Subitamente, neste mês de junho de desconfinamento cauteloso face a um vírus perigoso, eis que um outro tão ou mais virulento fez soar o alarme nas consciências de mulheres e homens, jovens ou menos jovens, inquietando-os e levando muitos a tomar partido pela justiça, decência e humanidade. Até quando esse desconforto visível e audível irá durar não se sabe. Mas enquanto durar é bom para o ambiente.

«I can’t breathe», o apelo aflitivo de George Floyd antes de morrer, percorre o mundo à velocidade da indignação e revolta contra a brutalidade racista nos EUA. Este crime é mais um de uma longa série de crimes idênticos perpetrados por forças policiais, contra os seus concidadãos afro-americanos mas não só.

A brutalidade policial, discriminação racial e violência contra as minorias estão enraizadas e impregnadas na história dos EUA desde a sua fundação.

 

Com o liberalismo, a escravatura passou a ser aceite na colónia americana e adquiriu um caráter racial e mercantil que ficou consagrado na estrutura jurídico-constitucional do novo estado independente, ainda que com eufemismos e rodeios. Um negro era escravo e a sua descendência também. Liberais proeminentes, presidentes e vice-presidentes do novel Estado acreditavam (acreditam?) que a supremacia racial era o fardo do homem branco. Alguns desses políticos e pensadores liberais eram mesmo escravocratas.

Não é de agora que os agentes da lei norte-americanos usam a sua autoridade para controlar a população negra. Desde há muito que o fazem, como é referido no The Boston Globe (01-06-2020). No período anterior à Guerra Civil, patrulhas tinham por missão perseguir escravos em fuga, através do país. Depois da abolição da escravatura, os negros passaram a ser detidos e punidos por infrações que, se não fosse a cor da pele, seriam consideradas sem importância. Mesmo nos estados da União em que tinham direito de voto, os negros corriam risco de vida se o exercessem, e não podiam contar com os tribunais para fazer aplicar a lei. O Ku Klux Klan – organização de supremacistas brancos que ainda hoje subsiste e a que, um século depois da Guerra Civil, muitos membros das forças policiais ainda pertenciam – massacrava e matava impunemente.

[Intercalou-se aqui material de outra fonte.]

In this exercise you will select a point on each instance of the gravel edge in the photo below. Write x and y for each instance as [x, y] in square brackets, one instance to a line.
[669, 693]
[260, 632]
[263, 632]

A discriminação racial e o preconceito social confundiam-se, atingindo afro-americanos, índios, asiáticos, latino-americanos e… brancos pobres (apelidados de white trash). Com a Lei dos Direitos Civis, de 1964, a proibição de casamentos inter-raciais e a segregação nos transportes, lavabos públicos e acesso à universidade foram formalmente abolidas mas o pesado legado de racismo e discriminação não desapareceu e continuou a permear a sociedade, refletindo-se no relacionamento entre as autoridades e as comunidades mais pobres, nomeadamente a comunidade afro-americana.

A violência policial nos EUA continua ligada a um sistema que visa manter uma hierarquia social baseada na crença da superioridade racial dos brancos. Ou, talvez mais exatamente, dos brancos ricos. O risco de um negro, índio ou latino-americano ser morto pela polícia durante a vida é, respetivamente, 2.5, 1.7 e 1.4 vezes superior à de um branco (Proceedings of the National Academy of Sciences, 2019, 116 (34), 16793-16798). A raça funciona como marcador do local de pertença da pessoa e a discrepância entre uma e outro é motivo suficiente de suspeição (Crime & Delinquency Journal, 2019, 65 (4), 499-526). A comunidade negra é com frequência associada a estereótipos negativos como “perigoso”, “agressivo”, “violento” ou “criminoso” (Journal of Personality and Social Psychology, 2004, 87 (6), 876-893), e isso enforma as decisões e táticas policiais.

Preconceito que necessita de parasitar o poder para se afirmar, o racismo é usado como instrumento de divisionismo e opressão social, sobretudo quando a luta por direitos sociais ou laborais se agudiza. Pode estar implícito em comportamentos individuais, contaminar instituições, ou ser varrido para debaixo do tapete pelo alegado “tratamento por igual, sem olhar à cor da pele” (o chamado color blindness racism). Seja como for, nunca deve ser subestimado. Nas sociedades onde alcança expressão significativa é um sério obstáculo ao desenvolvimento da sociedade, à luta pelo progresso social e pela paz. Combatê-lo é condição necessária da convergência de vontades em prol da solidariedade, cooperação, justiça social e paz.

Que não o esqueçamos, mesmo depois de a morte de George Floyd deixar de ser notícia.